KEKAHA — Agriculture is more than digging a hole in the ground and planting something, said Judith Rivera, Corteva Agriscience Hawaii research lead Friday at the dedication and blessing of a new lab building in Kekaha.
“This is a new era in agriculture,” Rivera said. “I’m happy to have found continuing use for agriculture on lands that used to grow sugar cane. This is high technology, but it trickles down to agriculture. This is using the ground to help put food on the table.”
Corteva Agriscience, agriculture division of DowDuPont, celebrated the near-completion of the updated lab building in the shadow of greenhouses rising on the Kekaha plain. The $3 million building renovations of the former seed operation will accommodate the growing research needs of the company.
“We’re excited to unveil a new lab building that will expand the research capabilities of Corteva in Hawaii,” Rivera said. “It’s the first step in an ongoing project that will increase our capacity to conduct research operations indoors, which will, in turn, provide environmental benefits while reducing the need for additional lands.”
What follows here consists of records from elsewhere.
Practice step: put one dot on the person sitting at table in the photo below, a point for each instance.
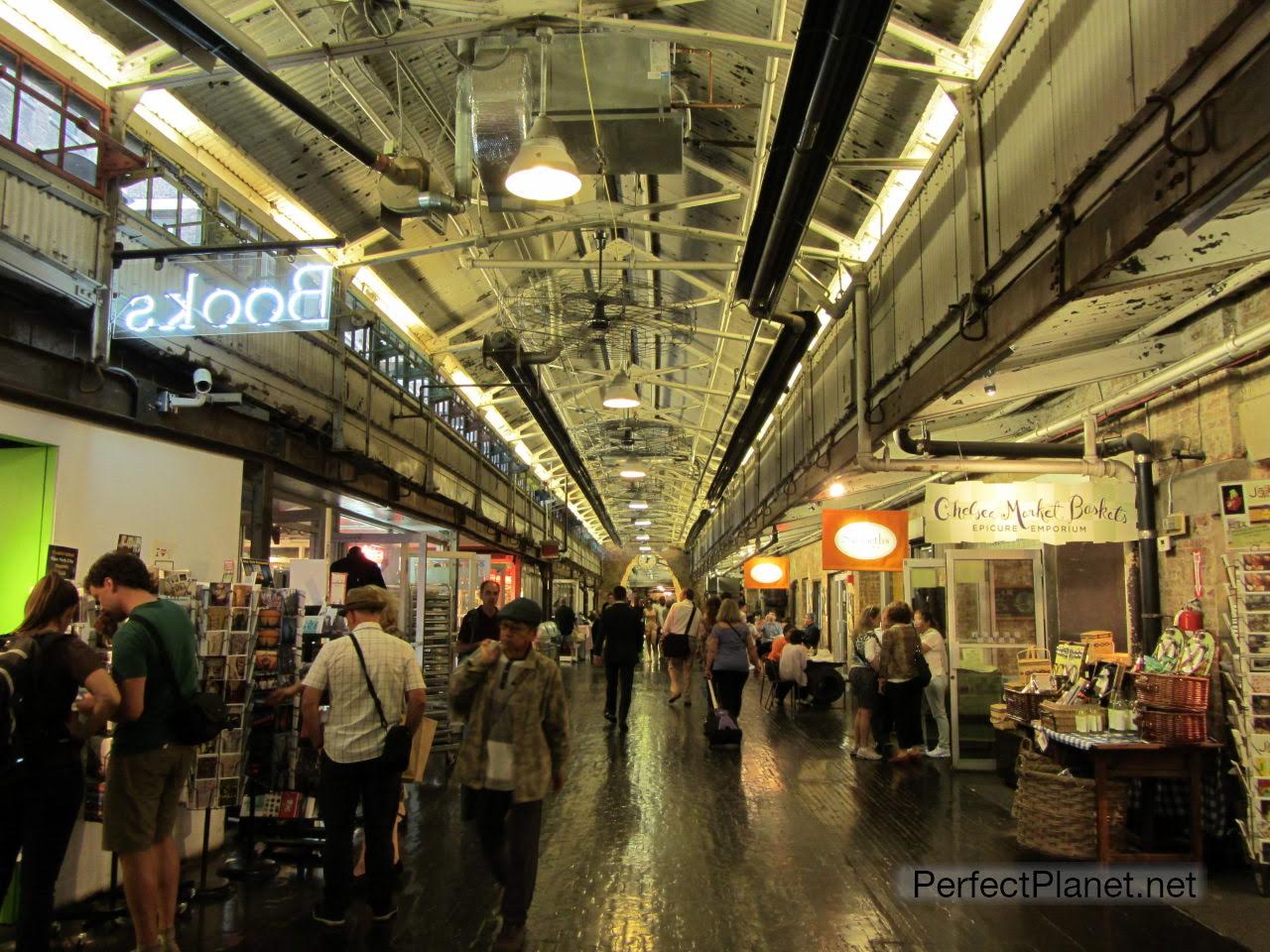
(793, 666)
(774, 653)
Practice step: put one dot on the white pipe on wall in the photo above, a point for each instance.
(864, 431)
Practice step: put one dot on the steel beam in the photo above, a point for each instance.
(881, 164)
(928, 42)
(327, 53)
(725, 178)
(547, 264)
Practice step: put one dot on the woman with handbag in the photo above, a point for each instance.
(730, 652)
(676, 644)
(42, 774)
(652, 629)
(902, 675)
(862, 674)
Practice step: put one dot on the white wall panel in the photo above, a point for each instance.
(1091, 80)
(49, 225)
(1023, 140)
(1164, 31)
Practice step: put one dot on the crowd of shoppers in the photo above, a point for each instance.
(885, 682)
(42, 778)
(511, 697)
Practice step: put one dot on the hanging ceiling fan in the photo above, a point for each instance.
(604, 321)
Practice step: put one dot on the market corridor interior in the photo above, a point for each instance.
(659, 843)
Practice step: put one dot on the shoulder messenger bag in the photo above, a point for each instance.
(195, 719)
(679, 644)
(398, 738)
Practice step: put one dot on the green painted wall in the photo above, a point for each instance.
(28, 477)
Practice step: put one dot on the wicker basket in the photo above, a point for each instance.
(1062, 717)
(1026, 707)
(1174, 726)
(1171, 692)
(1057, 815)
The renovated building will include office spaces and a lab to support the activity in the shade houses, the first phase of which is expected to be completed by the end of the year.
The lab will also create 20 to 30 jobs.
“You folks are walking the talk,” said Kauai County Council Chair Mel Rapozo. “Politicians talk, but you folks are the ones doing the work and walking the talk. This is another opportunity for our kids to stay at home with good jobs.”
Ryan Oyama, Global Population Development, Hawaii lead, anticipates the first houses to be completed by the end of this year. Additional structures are expected to be built over the next several years.
Corteva Agriscience broke ground on the shade house project in February after receiving approval from the state Department of Agriculture. The structures will increase capacity and incorporate new, more efficient technologies.
The additional $12 million worth of expansions and improvements for the shade house project will benefit the local economy and enhance the Corteva Agriscience research network in Waimea and Kekaha.
Four new shade structures are expected to be completed by the end of the year, with additional structures expected to be built over the next few years.
The project’s general contractor was Shioi Construction.